Respectful, they say. Martha, get the smelling salts! What planet are these people from? What is there to respect? Murderers? Thieves? Oppressors? A government that could give two farthings, if such things still exist, about the good of its people? And you cannot have a dialogue of one. The people of Cuba cannot “dialogue” because they are forbidden to speak to you.
Ruiz, predictably, uses the story as a springboard to rail yet again against the embargo:
IN WHAT has become a predictable ritual, for 16 years, the world has sent Washington the same strong message: Drop the cruel trade embargo against Cuba.
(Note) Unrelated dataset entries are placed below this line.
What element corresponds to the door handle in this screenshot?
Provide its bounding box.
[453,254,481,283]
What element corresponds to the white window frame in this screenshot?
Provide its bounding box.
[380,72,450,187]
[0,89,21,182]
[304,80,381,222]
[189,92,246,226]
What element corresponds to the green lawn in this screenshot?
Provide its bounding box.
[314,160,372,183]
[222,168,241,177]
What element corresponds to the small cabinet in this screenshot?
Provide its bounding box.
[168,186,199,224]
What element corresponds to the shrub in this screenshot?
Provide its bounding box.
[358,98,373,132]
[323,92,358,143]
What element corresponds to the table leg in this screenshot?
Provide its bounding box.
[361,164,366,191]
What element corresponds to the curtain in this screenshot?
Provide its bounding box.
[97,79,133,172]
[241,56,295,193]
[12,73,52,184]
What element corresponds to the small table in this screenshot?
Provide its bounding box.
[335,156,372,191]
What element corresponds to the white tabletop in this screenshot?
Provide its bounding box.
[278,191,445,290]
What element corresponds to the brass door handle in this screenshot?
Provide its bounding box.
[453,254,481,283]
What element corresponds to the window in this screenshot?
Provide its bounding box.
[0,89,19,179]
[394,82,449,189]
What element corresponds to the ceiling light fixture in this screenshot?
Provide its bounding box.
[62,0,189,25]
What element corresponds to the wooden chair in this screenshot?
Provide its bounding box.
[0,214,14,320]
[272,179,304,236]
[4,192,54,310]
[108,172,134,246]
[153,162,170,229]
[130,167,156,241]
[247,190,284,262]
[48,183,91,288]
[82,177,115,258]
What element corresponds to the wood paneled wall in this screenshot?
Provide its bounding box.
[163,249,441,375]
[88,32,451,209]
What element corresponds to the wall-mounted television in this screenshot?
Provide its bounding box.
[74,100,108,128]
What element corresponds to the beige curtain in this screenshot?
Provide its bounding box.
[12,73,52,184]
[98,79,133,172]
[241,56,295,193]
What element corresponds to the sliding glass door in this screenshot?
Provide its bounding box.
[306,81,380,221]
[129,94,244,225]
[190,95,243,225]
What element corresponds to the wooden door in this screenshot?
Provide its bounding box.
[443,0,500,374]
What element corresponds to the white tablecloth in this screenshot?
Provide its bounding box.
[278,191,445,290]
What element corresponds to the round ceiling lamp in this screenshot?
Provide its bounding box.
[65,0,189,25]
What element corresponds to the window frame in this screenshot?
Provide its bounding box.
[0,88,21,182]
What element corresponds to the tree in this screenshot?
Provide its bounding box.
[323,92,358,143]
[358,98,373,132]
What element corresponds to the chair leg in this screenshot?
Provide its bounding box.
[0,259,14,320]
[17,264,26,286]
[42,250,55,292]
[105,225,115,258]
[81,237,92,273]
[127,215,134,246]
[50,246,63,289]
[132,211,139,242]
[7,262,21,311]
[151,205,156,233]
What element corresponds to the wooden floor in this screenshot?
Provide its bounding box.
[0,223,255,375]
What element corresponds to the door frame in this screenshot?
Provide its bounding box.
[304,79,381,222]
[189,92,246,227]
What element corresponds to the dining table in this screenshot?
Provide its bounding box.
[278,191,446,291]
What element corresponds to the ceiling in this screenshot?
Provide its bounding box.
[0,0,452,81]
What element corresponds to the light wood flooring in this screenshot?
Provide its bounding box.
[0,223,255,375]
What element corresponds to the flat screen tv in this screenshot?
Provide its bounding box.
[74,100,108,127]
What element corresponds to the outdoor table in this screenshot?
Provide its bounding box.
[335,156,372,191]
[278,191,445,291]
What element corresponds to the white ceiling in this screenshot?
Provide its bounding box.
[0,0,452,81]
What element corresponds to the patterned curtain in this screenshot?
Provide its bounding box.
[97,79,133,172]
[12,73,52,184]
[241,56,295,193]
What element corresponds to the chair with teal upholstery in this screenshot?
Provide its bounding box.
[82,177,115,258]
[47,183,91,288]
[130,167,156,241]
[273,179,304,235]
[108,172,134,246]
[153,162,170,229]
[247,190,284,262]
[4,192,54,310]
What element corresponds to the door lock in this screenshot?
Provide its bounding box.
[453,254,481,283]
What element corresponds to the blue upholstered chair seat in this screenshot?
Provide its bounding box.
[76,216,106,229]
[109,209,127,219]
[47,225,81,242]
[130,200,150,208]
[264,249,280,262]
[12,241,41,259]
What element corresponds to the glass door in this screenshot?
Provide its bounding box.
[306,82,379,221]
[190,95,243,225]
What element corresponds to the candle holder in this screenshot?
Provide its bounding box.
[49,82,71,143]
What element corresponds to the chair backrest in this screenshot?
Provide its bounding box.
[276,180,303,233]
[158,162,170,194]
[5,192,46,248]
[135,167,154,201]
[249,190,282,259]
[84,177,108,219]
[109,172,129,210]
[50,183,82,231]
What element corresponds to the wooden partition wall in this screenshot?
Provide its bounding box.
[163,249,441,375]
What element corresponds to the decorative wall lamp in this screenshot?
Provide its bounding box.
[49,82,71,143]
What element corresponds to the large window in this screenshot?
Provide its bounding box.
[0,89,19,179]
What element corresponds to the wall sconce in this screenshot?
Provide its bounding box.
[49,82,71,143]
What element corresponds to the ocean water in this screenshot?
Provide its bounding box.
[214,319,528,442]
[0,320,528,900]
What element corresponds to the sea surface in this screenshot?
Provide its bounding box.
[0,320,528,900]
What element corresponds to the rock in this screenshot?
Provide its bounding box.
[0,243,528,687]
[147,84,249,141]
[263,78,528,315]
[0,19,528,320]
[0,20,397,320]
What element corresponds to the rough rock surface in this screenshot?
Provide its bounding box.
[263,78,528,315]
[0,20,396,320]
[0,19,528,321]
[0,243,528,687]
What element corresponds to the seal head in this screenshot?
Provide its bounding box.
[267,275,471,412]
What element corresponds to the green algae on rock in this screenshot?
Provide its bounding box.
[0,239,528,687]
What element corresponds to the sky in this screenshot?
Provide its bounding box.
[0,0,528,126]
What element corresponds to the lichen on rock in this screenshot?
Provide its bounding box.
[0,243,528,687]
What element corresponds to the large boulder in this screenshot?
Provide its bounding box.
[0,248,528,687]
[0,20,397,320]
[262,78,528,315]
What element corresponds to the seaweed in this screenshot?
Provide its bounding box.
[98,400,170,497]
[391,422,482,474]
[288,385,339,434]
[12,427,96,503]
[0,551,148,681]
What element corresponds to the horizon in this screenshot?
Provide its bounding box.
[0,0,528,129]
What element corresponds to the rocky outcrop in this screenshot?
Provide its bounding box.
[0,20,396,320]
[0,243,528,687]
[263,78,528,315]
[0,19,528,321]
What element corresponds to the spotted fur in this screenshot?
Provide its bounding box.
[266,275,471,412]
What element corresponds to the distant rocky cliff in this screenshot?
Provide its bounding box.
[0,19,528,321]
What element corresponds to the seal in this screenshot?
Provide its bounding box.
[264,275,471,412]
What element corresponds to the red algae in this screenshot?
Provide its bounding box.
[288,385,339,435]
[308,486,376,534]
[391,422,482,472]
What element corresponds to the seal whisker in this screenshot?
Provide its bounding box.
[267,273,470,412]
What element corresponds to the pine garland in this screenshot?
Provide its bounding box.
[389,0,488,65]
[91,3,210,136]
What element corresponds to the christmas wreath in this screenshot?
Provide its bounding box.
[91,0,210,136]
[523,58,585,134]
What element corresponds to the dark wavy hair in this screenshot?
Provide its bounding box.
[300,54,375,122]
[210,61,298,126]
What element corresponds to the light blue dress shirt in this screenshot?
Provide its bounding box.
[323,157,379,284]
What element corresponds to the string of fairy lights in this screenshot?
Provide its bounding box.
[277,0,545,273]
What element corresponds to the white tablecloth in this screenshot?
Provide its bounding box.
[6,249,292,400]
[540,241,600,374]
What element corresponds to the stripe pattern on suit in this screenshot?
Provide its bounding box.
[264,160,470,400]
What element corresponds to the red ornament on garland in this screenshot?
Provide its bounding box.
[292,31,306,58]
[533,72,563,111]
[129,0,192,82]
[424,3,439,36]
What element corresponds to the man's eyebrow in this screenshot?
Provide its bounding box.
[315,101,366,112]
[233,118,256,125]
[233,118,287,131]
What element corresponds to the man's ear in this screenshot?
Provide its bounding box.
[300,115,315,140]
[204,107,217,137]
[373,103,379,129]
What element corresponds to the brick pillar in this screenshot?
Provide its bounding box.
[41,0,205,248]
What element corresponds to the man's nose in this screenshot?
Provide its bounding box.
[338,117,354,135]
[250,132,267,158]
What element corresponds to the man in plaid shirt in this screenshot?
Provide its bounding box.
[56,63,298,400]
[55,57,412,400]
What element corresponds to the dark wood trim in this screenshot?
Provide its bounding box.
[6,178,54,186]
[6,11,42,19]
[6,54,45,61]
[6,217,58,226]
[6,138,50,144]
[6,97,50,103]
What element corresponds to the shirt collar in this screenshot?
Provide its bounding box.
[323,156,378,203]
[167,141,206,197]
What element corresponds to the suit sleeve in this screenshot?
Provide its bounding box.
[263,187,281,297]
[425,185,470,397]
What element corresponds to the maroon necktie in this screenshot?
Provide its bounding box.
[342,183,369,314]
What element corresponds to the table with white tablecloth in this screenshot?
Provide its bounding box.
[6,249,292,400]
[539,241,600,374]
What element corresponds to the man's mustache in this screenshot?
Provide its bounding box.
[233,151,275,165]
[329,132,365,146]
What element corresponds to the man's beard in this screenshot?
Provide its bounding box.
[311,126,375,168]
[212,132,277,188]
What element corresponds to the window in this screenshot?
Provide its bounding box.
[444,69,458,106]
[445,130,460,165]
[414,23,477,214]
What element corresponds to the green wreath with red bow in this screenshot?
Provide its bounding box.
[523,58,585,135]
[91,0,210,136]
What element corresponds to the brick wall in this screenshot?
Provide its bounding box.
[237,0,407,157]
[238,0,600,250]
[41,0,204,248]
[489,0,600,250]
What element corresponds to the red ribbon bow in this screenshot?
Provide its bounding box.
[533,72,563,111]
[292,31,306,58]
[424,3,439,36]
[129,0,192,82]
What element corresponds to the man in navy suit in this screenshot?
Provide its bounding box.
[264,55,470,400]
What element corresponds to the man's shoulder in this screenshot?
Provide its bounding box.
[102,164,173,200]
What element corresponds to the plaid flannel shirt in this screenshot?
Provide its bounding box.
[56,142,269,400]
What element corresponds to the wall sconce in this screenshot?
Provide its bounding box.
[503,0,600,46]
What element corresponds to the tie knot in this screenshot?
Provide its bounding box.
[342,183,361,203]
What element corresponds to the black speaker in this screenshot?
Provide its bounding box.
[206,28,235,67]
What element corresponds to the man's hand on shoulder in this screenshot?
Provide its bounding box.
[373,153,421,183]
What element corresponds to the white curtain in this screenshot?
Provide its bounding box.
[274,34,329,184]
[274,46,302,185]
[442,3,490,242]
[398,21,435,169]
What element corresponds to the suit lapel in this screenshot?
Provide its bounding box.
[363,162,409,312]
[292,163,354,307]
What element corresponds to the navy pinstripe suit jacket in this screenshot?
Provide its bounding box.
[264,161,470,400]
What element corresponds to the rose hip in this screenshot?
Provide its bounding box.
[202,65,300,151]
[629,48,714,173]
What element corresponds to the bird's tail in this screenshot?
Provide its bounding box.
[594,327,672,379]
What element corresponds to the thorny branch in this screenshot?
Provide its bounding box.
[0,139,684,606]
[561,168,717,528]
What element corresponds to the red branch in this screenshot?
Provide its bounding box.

It seems to me that humanity, if not the world, would have been far better served by denouncing the oppression of the Cuban people by its own government for the past sixteen years. But no, it is the embargo that is cruel.
Well, as Pope also said, “Fools rush in where angels fear to tread.”
*I do not hold her point of view against her, although I obviously don’t agree. I am incensed that she would lend her name to a group of people whose agenda has nothing to do with the welfare of Cubans and who have been vicious in their denunciation of people like her, Cuban Americans

2 thoughts on “The Stars Come Out”

  1. Regardless of whatever artistic ability Alonso once had, this painted hag, who’s lived like a queen for decades in exchange for her unfailing “services” to a horrendous tyranny, is really an artsy version of that vulgar thug Perez Roque.
    Like him, like a dog (or rather, a bitch), she barks on cue whenever and however she’s told. Even if, instead of being one of numerous remarkable ballerinas, she had been the greatest ballerina ever, she would still be a seriously stinking piece of shit as a human being. She has betrayed her country and her people, she has completely disgraced herself, and she deserves nothing but scorn or, at best, an appalled pity that someone with real talent could sink so low.
    If someone like the renowned writer Guillermo Cabrera Infante, who also had real talent, had played her game, he would have had a very real shot at the Nobel Prize for literature (just like Argentina’s Borges would have won it if he’d been suitably leftist). If Ernesto Lecuona, who was far more important to Cuban culture than Alonso, had played her game, instead of dying in exile, he would also have remained a very big shot in Cuba. However, everyone is not a prostitute. Sadly, far too many have been.